On the other hand, we will assign more than $2 billion dollars for Alternative Development and Human Rights and Humanitarian Aid programs. The first program seeks to go beyond crop substitution by promoting a comprehensive regional development strategy that will generate legal work alternatives for Colombian peasants. In matters of Human Rights and Humanitarian Aid, we intend to improve the mechanisms for the respect and protection of these rights and the attention of the victims of the armed conflict with special emphasis on displaced people.

One the main enemies we face to make Colombia a peaceful and prosper nation is corruption. This terrible cancer, on one hand, undermines the legitimacy of the Government and, on the other, subverts social ethics, creating a vicious cycle of mistrust and despair.

For instance, a large corruption scandal was recently uncovered in our Congress, thanks to my government's accusations. As a result, a very serious investigation is being carried out to uncover those responsible.

However, the magnitude of this case demands a more profound response, one that assures this will never happen again. It is necessary to make a radical reform of our political system, and especially of the legislative branch.

For that reason, last week, based on our Constitution and our laws, I proposed to the Colombian people a referendum, in which they will vote for a change for honesty and transparency in the way of doing politics. More than 90% of the Colombian people have expressed their support for this initiative, which I am sure will serve as the cornerstone of the transformation of our democratic system.
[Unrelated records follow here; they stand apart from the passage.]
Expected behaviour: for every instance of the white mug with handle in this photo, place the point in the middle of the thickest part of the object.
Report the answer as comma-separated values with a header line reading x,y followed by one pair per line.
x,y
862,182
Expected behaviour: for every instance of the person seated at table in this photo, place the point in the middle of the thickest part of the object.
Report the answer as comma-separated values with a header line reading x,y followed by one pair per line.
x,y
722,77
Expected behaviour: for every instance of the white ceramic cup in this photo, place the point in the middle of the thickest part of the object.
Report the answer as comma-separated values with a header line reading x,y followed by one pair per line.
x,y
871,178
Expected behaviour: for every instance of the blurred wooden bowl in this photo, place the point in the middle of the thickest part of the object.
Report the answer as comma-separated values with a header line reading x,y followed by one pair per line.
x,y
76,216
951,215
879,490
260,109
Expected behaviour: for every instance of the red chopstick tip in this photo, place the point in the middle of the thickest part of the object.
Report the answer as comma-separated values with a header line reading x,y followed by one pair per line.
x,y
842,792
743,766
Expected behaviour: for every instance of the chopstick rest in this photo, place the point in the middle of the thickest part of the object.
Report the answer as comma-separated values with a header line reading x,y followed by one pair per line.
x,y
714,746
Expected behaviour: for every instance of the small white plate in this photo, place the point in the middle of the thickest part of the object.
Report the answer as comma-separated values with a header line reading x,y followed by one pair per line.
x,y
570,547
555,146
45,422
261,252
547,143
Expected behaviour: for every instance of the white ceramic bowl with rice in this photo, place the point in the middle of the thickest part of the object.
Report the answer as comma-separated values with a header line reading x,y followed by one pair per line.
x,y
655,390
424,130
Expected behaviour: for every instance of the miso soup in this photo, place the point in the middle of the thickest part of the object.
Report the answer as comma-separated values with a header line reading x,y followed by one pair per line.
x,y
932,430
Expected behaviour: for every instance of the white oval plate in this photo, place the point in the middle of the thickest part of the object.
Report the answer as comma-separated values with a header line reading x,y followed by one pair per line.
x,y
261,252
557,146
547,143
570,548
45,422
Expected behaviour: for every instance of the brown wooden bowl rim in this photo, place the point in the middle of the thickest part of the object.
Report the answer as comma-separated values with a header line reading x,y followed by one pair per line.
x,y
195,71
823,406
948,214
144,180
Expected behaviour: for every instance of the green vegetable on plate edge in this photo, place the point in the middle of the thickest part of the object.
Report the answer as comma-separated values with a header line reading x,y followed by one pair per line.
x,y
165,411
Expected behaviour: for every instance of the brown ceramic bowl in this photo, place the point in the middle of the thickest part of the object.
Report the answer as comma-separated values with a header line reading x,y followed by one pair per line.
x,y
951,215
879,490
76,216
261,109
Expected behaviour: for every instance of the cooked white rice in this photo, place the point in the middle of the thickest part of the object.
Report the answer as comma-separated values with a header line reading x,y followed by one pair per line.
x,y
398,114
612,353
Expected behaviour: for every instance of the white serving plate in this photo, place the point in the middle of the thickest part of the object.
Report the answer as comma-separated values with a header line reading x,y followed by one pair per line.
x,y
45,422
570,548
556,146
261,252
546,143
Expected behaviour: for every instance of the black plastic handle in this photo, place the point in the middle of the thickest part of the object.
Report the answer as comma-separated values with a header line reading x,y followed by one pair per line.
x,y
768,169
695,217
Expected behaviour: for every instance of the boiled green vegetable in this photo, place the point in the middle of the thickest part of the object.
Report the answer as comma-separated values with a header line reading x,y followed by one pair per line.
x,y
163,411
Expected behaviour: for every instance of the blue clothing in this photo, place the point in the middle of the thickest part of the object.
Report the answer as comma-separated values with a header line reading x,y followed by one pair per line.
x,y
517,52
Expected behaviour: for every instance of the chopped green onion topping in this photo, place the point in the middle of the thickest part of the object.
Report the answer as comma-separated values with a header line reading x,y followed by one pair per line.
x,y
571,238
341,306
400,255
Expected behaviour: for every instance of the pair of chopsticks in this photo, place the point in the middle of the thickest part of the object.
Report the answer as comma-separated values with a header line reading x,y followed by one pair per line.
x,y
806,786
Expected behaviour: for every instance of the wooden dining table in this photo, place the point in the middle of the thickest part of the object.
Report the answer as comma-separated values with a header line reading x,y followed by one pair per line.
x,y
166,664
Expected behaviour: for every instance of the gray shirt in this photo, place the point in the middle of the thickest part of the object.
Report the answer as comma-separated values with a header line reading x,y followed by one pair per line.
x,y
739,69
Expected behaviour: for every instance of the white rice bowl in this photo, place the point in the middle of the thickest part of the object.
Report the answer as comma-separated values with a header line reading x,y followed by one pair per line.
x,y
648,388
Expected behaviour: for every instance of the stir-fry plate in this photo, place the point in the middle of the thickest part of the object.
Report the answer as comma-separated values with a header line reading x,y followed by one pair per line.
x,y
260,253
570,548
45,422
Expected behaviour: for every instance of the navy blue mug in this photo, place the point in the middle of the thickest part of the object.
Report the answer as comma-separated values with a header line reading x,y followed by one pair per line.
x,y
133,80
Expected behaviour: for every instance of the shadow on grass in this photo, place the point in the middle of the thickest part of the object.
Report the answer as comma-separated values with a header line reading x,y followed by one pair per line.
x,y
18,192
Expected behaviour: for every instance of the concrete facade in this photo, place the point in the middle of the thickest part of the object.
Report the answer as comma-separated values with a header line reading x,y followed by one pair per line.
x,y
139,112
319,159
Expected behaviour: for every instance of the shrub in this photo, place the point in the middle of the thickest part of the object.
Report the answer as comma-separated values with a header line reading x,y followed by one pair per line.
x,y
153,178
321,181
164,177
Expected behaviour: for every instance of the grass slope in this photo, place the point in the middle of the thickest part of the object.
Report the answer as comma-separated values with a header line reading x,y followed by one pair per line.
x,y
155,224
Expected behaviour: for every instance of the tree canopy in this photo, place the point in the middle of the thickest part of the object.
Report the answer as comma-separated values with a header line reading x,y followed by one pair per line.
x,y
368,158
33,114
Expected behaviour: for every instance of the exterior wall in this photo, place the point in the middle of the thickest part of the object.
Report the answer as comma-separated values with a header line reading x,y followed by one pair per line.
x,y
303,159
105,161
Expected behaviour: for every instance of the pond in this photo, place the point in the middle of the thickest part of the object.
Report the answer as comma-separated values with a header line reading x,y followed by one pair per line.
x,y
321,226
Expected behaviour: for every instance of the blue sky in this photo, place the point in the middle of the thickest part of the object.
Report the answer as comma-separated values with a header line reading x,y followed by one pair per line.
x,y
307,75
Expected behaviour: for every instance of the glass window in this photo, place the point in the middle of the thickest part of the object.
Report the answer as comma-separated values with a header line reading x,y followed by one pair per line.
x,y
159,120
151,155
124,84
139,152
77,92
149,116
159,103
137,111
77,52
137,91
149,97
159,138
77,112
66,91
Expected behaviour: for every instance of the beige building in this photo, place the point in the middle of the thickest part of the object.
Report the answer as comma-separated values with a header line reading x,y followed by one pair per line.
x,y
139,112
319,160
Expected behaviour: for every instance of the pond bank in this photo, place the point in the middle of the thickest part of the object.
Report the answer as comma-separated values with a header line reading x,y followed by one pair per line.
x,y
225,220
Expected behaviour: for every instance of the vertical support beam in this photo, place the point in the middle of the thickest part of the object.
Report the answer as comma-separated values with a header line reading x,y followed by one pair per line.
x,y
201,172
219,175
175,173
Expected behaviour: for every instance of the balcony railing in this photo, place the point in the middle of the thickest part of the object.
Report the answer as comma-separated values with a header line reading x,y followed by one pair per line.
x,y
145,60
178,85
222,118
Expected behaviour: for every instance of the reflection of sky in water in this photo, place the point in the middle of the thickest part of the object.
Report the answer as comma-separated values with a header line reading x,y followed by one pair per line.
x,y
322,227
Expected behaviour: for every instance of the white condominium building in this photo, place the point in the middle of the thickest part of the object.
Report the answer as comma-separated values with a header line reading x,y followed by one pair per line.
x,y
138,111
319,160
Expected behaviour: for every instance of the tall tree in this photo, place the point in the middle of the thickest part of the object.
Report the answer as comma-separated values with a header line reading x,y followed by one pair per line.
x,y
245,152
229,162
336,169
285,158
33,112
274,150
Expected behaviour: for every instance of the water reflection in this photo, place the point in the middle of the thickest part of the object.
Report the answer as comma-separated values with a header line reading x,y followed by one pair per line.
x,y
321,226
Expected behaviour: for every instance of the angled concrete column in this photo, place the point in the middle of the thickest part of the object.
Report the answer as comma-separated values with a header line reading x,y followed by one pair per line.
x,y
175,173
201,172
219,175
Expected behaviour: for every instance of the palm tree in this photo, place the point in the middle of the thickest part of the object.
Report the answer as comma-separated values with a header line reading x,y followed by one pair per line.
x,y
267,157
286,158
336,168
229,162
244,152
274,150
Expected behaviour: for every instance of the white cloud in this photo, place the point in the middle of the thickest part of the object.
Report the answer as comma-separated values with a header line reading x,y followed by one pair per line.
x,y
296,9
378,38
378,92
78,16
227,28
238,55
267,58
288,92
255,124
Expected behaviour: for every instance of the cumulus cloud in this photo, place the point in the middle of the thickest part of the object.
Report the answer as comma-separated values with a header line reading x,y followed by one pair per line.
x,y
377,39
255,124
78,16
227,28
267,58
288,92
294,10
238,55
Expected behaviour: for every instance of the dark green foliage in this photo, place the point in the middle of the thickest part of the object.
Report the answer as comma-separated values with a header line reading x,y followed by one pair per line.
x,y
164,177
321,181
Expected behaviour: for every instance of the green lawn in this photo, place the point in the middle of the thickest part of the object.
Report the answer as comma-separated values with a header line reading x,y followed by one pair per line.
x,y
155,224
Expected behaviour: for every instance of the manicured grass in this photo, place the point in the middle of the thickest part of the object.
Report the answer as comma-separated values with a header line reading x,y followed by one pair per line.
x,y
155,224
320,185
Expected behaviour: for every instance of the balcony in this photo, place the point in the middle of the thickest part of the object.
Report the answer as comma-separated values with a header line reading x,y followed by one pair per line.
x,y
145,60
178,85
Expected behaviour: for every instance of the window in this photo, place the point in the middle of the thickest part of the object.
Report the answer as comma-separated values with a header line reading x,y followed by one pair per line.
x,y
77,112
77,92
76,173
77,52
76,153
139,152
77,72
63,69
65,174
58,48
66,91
In closing, I would like to extend to all of you, as leaders in American journalism, an open invitation to visit Colombia. Talking about misperceptions will do little unless you are given first-hand access. Our problems are formidable, yet our nationwide determination to overcome them is making a difference. I want nothing more than to demonstrate that our resolve and our progress are much more than words delivered from a podium.

Behind my invitation stands a big, bold and beautiful land. It is a land full of people who would welcome you in their homes and neighborhoods, villages and schools, their soccer fields, offices and places of worship. You will hear stories of great success and serious struggle. You will witness sorrow mixed with joy. And only then will you understand the real Colombia.

By helping us, I believe that in the truest sense you also help your own country. Only provide us with the tools and we will do the job. I thank you for the opportunity to speak here today, and I hope for a new beginning in the way you see and report Colombia.